Researchers may have found a new clue that could help identify sites capable of yielding vast amounts of valuable pink diamonds.
It is known that there needs to be carbon deep in the Earth for the precious stones to form, and for these to turn pink they must be subjected to forces from colliding tectonic plates – large slabs of rock that divide Earth’s crust.
The new study found a third ingredient needed for the presence of pink diamonds at surface level, which is continents that were stretched during continental break-up hundreds of millions of years ago.
According to scientists, this missing third key ingredient – needed to bring the precious stones to the Earth’s surface where they can be mined – could greatly help in the global hunt for new deposits.
Researchers at Curtin University in Australia used laser beams smaller than the width of a human hair to examine diamond-rich rocks from Western Australia’s Argyle volcanoes.

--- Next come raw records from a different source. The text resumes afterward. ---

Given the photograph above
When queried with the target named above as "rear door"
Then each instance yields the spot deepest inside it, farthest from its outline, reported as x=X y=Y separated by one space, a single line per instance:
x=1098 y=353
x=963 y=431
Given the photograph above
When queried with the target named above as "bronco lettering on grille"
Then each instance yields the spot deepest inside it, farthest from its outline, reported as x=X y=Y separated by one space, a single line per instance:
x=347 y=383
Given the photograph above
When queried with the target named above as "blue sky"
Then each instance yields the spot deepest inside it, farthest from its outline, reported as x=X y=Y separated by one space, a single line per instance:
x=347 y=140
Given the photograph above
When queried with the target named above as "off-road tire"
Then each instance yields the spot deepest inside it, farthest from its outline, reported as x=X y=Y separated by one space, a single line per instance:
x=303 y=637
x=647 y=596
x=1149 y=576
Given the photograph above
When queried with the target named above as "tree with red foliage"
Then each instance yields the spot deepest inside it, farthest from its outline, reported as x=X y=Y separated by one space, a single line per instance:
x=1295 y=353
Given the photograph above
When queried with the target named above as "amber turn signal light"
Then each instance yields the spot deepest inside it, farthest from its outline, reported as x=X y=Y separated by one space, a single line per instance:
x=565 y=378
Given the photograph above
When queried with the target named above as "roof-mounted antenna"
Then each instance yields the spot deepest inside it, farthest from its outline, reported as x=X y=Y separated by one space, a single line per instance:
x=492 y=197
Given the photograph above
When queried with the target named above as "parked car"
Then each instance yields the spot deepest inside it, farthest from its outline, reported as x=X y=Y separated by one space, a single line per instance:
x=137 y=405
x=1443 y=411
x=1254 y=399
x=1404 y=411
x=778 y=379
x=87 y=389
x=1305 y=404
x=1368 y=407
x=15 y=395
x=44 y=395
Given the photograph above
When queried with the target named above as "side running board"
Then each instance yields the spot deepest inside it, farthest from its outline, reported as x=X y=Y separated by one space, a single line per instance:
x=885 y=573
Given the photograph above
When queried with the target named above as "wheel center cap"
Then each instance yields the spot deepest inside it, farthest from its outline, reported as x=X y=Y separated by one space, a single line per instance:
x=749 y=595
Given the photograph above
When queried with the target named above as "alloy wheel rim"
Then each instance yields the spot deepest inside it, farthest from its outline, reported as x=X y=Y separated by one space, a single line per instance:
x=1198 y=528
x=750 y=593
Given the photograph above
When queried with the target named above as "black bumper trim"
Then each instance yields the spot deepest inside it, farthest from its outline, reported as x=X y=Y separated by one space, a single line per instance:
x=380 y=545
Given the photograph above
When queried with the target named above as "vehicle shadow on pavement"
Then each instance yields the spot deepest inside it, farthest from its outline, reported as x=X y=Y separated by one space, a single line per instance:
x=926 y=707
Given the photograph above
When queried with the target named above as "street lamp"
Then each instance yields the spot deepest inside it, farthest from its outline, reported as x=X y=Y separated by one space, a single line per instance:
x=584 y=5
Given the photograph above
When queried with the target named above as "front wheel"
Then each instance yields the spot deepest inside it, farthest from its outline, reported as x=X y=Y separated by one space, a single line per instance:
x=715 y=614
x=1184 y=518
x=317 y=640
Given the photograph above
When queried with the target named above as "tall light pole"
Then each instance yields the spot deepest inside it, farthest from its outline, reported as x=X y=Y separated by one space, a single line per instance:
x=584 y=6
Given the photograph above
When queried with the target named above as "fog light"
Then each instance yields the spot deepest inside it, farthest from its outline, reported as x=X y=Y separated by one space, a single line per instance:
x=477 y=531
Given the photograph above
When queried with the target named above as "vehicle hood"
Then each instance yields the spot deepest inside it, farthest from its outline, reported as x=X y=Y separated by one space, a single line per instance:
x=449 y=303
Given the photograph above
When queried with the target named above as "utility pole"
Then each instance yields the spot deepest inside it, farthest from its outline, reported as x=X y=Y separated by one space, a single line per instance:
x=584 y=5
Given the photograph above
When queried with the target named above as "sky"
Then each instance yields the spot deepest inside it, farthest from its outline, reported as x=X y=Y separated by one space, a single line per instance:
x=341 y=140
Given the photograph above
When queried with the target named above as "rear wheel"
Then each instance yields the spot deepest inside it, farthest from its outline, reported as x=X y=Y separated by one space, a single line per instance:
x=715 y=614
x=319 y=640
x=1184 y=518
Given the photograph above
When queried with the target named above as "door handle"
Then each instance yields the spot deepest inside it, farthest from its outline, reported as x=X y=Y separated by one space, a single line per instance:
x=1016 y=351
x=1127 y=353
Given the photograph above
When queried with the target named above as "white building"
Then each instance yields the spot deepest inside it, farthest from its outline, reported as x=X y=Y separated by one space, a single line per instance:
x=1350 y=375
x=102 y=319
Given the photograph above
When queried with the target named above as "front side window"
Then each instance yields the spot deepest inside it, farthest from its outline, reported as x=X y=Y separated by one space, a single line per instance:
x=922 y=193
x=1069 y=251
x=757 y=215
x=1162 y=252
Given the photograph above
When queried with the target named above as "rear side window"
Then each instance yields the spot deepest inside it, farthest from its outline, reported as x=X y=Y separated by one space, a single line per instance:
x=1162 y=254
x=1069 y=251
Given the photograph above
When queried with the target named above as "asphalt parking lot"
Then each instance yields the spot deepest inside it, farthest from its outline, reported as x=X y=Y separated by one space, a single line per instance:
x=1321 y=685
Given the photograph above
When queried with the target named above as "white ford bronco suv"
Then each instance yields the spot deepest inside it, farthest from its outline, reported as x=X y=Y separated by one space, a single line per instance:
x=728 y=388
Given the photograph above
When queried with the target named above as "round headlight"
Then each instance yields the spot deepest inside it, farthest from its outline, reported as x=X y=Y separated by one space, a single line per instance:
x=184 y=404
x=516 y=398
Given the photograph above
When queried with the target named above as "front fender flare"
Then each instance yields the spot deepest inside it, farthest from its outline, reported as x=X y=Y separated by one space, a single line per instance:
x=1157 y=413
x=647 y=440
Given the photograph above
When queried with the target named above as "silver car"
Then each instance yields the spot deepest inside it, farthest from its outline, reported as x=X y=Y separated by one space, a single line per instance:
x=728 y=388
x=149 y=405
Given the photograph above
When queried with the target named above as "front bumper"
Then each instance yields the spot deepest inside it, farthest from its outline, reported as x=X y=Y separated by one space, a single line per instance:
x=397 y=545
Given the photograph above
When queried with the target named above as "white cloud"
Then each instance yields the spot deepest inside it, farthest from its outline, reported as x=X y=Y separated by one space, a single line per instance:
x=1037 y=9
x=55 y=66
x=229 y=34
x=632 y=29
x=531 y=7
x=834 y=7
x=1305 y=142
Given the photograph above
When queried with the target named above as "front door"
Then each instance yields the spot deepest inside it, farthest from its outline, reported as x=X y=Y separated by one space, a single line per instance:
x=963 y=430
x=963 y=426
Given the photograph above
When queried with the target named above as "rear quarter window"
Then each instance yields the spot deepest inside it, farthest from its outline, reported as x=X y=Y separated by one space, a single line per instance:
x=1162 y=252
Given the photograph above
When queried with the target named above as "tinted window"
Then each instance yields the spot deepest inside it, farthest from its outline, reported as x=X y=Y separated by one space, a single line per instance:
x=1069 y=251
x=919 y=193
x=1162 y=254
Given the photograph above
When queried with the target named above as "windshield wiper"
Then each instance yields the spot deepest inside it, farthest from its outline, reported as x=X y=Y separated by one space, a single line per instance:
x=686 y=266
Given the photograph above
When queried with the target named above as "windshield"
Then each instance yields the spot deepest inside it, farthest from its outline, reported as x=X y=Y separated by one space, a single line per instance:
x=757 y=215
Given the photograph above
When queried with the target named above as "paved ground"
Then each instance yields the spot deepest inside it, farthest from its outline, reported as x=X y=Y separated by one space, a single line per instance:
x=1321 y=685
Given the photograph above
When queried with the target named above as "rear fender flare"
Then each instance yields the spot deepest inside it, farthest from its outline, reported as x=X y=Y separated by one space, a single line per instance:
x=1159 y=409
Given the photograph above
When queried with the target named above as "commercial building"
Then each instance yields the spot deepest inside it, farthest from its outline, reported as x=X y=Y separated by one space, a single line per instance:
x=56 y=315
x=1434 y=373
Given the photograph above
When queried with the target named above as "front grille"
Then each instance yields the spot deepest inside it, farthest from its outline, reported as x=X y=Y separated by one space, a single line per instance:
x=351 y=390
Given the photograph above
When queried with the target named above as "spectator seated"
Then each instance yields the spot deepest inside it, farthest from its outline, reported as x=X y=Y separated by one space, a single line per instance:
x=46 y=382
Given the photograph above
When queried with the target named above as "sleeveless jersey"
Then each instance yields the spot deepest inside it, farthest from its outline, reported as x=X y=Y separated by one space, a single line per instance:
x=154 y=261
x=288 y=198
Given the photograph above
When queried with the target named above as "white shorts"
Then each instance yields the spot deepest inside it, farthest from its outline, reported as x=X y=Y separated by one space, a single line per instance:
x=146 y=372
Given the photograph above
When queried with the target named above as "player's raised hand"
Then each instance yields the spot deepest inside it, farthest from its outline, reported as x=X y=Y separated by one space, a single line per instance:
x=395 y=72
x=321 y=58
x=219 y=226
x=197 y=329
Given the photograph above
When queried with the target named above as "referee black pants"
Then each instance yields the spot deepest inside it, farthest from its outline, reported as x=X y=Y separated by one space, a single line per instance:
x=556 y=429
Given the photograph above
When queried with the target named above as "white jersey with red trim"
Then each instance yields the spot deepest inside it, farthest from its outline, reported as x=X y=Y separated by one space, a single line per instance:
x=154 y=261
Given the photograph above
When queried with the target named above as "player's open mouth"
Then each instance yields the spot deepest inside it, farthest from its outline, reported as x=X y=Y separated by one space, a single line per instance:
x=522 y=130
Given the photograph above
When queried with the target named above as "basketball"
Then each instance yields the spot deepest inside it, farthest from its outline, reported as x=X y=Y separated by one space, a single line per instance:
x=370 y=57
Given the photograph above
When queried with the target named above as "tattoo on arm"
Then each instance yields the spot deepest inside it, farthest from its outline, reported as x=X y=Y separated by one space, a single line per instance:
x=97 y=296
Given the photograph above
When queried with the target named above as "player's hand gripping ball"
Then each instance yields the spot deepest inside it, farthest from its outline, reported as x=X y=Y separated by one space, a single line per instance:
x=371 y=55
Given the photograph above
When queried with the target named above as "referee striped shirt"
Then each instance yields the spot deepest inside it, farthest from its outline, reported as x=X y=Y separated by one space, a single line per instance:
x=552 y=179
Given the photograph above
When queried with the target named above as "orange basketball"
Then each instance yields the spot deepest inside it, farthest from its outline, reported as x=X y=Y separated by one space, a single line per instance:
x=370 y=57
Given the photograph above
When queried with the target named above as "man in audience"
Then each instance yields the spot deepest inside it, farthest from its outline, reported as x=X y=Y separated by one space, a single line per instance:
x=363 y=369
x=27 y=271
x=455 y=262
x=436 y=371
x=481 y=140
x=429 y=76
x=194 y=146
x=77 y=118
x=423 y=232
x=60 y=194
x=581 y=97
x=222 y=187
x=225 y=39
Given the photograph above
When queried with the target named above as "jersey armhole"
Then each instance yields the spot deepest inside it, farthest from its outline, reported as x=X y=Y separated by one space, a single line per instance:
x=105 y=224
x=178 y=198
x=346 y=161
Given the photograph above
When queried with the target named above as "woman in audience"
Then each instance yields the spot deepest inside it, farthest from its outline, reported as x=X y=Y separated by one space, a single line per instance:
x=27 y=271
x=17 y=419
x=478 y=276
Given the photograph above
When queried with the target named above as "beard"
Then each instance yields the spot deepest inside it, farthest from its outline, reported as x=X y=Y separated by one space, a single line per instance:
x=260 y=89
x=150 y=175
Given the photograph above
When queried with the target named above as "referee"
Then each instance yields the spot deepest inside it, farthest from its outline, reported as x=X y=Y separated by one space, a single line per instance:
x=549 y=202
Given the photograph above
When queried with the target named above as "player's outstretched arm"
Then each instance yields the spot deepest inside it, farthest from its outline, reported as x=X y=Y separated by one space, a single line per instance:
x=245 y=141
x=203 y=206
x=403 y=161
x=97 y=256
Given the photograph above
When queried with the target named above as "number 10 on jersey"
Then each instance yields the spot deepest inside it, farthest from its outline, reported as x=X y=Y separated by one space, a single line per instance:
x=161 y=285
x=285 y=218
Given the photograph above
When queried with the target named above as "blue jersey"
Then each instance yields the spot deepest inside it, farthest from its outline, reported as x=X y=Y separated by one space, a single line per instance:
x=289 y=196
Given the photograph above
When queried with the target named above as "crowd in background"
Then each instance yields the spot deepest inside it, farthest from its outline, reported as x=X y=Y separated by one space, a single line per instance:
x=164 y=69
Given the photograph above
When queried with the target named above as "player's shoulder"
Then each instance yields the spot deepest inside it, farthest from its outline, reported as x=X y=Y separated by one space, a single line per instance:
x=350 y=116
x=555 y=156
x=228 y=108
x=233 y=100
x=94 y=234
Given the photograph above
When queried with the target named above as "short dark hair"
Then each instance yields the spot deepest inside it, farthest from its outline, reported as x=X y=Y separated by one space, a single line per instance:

They found that Argyle was 1.3 billion years old – 100 million years older than previously thought, meaning it would likely have formed as a result of an ancient supercontinent breaking apart.
Lead researcher Dr Hugo Olierook, from Curtin’s John de Laeter Centre, said the stretching of land masses created gaps in the Earth’s crust through which diamond-carrying magma could rise to the surface.
Dr Olierook added: “Argyle is located at the point where the Kimberley region and the rest of northern Australia smashed together many years prior, and that sort of collision creates a damaged area or ‘scar’ in the land that will never fully heal.
“While the continent that would become Australia didn’t break up, the area where Argyle is situated was stretched, including along the scar, which created gaps in the Earth’s crust for magma to shoot up through to the surface, bringing with it pink diamonds.
“As long as these three ingredients are present – deep carbon, continental collision and then stretching – then we think it will be possible to find the ‘next Argyle’, which was once the world’s largest source of natural diamonds.”
However, even with the three ingredients, finding another trove of pink diamonds will not be without its challenges.
Dr Olierook said: “Most diamond deposits have been found in the middle of ancient continents because their host volcanoes tend to be exposed at the surface for explorers to find.
“Argyle is at the suture of two of these ancient continents, and these edges are often covered by sand and soil, leaving the possibility that similar pink diamond-bearing volcanoes still sit undiscovered, including in Australia.”
Co-author and principal geologist Murray Rayner, from mining group Rio Tinto who supplied the rock samples, said the Argyle volcano has produced more than 90% of the world’s pink diamonds, making it an unparalleled source of these rare and coveted gems.
The research is published in the Nature Communications journal.